Mais comment se dose ce mélange assez classique dans les faits, mais moins dans le rendu ? Une base instrumentale profondément Thrash, et des lignes vocales éructées de l’au-delà, ou de la pièce à côté. Un genre de mix entre l’agressivité d’AGNOSTIC FRONT, d’un brin du SUICIDAL le plus énervé, de clins d’œil adressés à l’école suédoise Hardcore, le tout emballé dans un packaging sobre, glauque, pour bien renforcer l’impact d’une musique réellement vilaine, revancharde et tout sauf gratuitement bestiale.

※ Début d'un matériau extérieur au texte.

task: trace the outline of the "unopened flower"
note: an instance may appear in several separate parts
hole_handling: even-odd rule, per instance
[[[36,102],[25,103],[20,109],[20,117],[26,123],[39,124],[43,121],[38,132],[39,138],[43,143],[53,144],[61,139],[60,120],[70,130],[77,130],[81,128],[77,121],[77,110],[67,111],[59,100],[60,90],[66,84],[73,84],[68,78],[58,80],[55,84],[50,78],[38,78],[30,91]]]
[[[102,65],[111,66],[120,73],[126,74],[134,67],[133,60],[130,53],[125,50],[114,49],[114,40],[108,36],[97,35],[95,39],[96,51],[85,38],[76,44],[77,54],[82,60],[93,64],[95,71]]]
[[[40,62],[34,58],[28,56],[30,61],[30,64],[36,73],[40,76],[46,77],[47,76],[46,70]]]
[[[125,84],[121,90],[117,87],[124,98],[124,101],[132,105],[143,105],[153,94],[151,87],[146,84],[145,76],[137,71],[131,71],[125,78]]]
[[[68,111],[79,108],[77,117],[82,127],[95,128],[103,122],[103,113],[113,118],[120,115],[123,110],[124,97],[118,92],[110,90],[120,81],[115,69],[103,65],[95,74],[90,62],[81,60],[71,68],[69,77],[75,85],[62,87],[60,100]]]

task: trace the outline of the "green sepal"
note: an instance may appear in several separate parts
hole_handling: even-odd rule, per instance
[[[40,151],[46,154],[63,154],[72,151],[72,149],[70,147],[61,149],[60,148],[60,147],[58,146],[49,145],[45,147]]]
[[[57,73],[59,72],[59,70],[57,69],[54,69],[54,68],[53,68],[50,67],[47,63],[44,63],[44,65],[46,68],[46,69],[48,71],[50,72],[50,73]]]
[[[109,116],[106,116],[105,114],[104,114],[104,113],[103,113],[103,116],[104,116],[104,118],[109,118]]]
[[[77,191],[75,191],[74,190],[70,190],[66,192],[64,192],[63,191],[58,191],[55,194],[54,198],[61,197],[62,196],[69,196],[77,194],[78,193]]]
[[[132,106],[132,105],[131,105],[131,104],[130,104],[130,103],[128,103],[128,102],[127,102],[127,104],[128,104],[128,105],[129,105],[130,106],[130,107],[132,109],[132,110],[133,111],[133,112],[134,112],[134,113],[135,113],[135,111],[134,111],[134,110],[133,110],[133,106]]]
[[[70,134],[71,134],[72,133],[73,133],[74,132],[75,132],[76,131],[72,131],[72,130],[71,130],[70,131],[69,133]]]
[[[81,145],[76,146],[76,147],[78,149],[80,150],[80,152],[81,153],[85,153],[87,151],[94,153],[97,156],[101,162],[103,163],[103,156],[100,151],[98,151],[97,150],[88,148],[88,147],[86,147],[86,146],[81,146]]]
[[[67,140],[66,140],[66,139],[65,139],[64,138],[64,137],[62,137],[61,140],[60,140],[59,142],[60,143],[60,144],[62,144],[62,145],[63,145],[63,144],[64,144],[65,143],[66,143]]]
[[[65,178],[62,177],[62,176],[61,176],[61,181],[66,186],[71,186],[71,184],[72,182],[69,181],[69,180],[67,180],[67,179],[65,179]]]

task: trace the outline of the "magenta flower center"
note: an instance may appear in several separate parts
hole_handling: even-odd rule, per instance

Je ne cacherai pas que le hasard a très bien fait les choses en me plaçant sur la route des PROWL. J’ai immédiatement été happé par leur méchanceté, par leurs compositions presque évolutives mais méchantes comme des teignes, et par leur mélange corsé de tous les extrêmes les plus raisonnables. Je parlais des ENFORCED tout à l’heure, mais il est vrai que les similitudes entre ce The Forgotten Realms et At The Walls, sont nombreuses et évidentes. Cadence multiple, guitare bloquée sur ses motifs les plus nauséabonds, et énergie incroyable dégagée par des chansons faussement simples accumulant les breaks et tâtant de toutes les nuances du Thrash le plus ouvert.

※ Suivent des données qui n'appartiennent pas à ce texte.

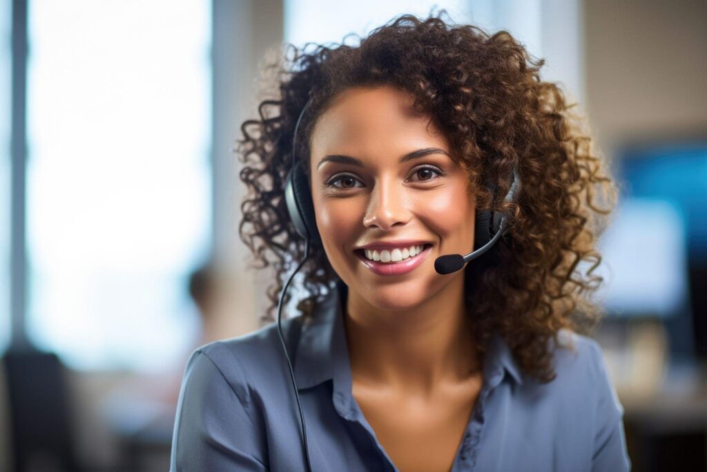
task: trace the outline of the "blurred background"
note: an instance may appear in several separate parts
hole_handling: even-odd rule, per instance
[[[707,470],[707,1],[337,3],[0,0],[0,471],[168,468],[189,355],[266,307],[231,151],[259,68],[435,6],[588,117],[621,185],[593,335],[633,470]]]

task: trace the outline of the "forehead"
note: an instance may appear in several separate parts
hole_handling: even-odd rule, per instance
[[[411,94],[390,86],[346,90],[317,119],[312,146],[321,149],[400,134],[440,137],[430,117],[414,110],[414,101]]]

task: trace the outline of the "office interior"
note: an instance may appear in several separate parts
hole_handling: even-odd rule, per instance
[[[632,470],[707,470],[707,2],[355,3],[0,0],[0,471],[169,468],[189,355],[262,326],[233,148],[264,65],[433,7],[586,115],[621,185],[592,335]]]

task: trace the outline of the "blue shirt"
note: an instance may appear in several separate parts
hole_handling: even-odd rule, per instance
[[[311,322],[282,321],[313,471],[397,471],[351,394],[339,282]],[[452,472],[629,471],[624,408],[596,341],[570,331],[556,378],[526,376],[496,335]],[[562,343],[565,344],[565,343]],[[189,357],[177,403],[170,471],[306,471],[299,410],[271,323]]]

En mode mid, le groupe est tout bonnement suffocant. On a du mal à reprendre sa respiration en encaissant le choc frontal de « Left Alone », qui agit comme un uppercut partagé entre NY et Venice, sans skate, sans palmiers, mais avec un vrai sens de la puissance et de l’ignominie vocale qui transperce les enceintes comme une dague plantée en plein cœur. Basse bien placée dans le mix, lourde et concernée, effets sonores bien choisis entre feedback et écho sur le chant, pour un premier album court, mais réellement percutant.
Enregistré, mixé et masterisé par Pierre-luc Demers, The Forgotten Realms est un petit miracle dans la production actuelle, et l’un des rares albums capables de fédérer les troupes Hardcore et les divisions Thrash. Les deux factions se retrouveront autour de la qualité incroyable d’un titre comme « Man Of Fire », centrale nucléaire au bord de la surchauffe, mais aussi en célébrant la hargne véloce du monstrueux « Altercation », vrombissant comme du ZNOWHITE, mais concentré et hideux comme du POWER TRIP. Nom employé tout sauf par hasard, puisque les deux groupes partagent ce goût pour la gravité, tels des junkies accros à l’horreur quotidienne retranscrite en musique.
POWER TRIP, ENFORCED, deux noms qui permettent de cerner la démarche. Et si les premiers sont une référence depuis longtemps, si les seconds ne sont connus que par une poignée de passionnés, il est évident que les PROWL vont imposer leur point de vue avec force et fougue, avant de devenir eux-mêmes une influence pour la nouvelle génération.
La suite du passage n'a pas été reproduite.